Seja por não ter requerido uma prova específica que alteraria todo o desfecho do caso, ou mesmo por não ter analisado o conjunto probatório de modo minucioso, omitindo informações que seriam vitais, júris são perdidos e acusados que poderiam ter recebido resultados muito mais justos acabam tendo essa chance destruída.

Tanto esta análise é verdadeira que, não raras vezes, o resultado dos júris simulados é distinto daquele obtido na “vida real”. Um sujeito antes condenado acaba, na simulação, sendo absolvido, não por nenhum efeito místico, mas pela dedicação das pessoas que atuaram na reprodução do julgamento.

É inegável que as dificuldades são muito maiores na atuação real do que na análise acadêmica de processos.
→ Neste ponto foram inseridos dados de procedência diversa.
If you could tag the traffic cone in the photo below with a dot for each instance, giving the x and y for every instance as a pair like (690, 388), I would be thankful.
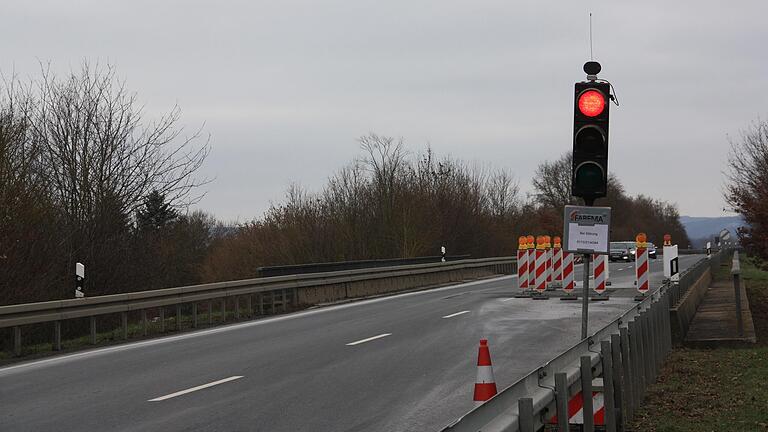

Advogados são nomeados de última hora, muitas vezes nas fases finais do processo, ou a defesa é de responsabilidade da defensoria pública, que apesar de no mais dos casos realizar um grande trabalho, sofre com um grande contingente de processos, o que faz com que os defensores mal tenham tempo de analisar detidamente os autos.

Mas por outro lado, também não se pode negar que no processo penal, se está lidando com vidas, que terão seus cursos definitivamente marcados, seja por um resultado negativo ou positivo.

Assim, mesmo que os recursos técnicos ou temporais sejam escassos, é imprescindível que o advogado dê tudo de si, trabalhando em cada caso como se fosse o último, como se fosse sua própria liberdade em jogo.

Sobre esse tema, os relatos possivelmente mais ricos e brilhantes são de autoria de Alexandra Lebelson Szafir em seu livro “Descasos – Uma advogada às voltas com o direito dos excluídos”, que possui dois volumes.

Na obra, a autora narra comoventes histórias de suas atuações, muitas vezes na qualidade de advogada pro bono, em casos diversos, que muitas vezes acabavam resolvidos pela simples boa vontade da advogada, que com providências simples – como apenas informar o endereço correto de um réu, para possibilitar sua progressão ao regime semi-aberto – transformava vidas.

A leitura é extremamente recomendável, e quase que indispensável a todos os juristas, especialmente aos que ainda se encontram na academia, que estejam em busca de um sopro de inspiração em suas militâncias no direito penal.

O advogado que de fato cumpre sua missão constitucional é aquele que trata de seus casos de maneira humanizada e com olhar crítico.

É preciso ter como clara a noção de que o devido processo legal – enquanto garantia substancial, e não meramente formal – é uma das mais importantes concretizações do princípio da dignidade da pessoa humana, que por sua vez, é o pilar fundamental de qualquer Estado que aspire se dizer democrático.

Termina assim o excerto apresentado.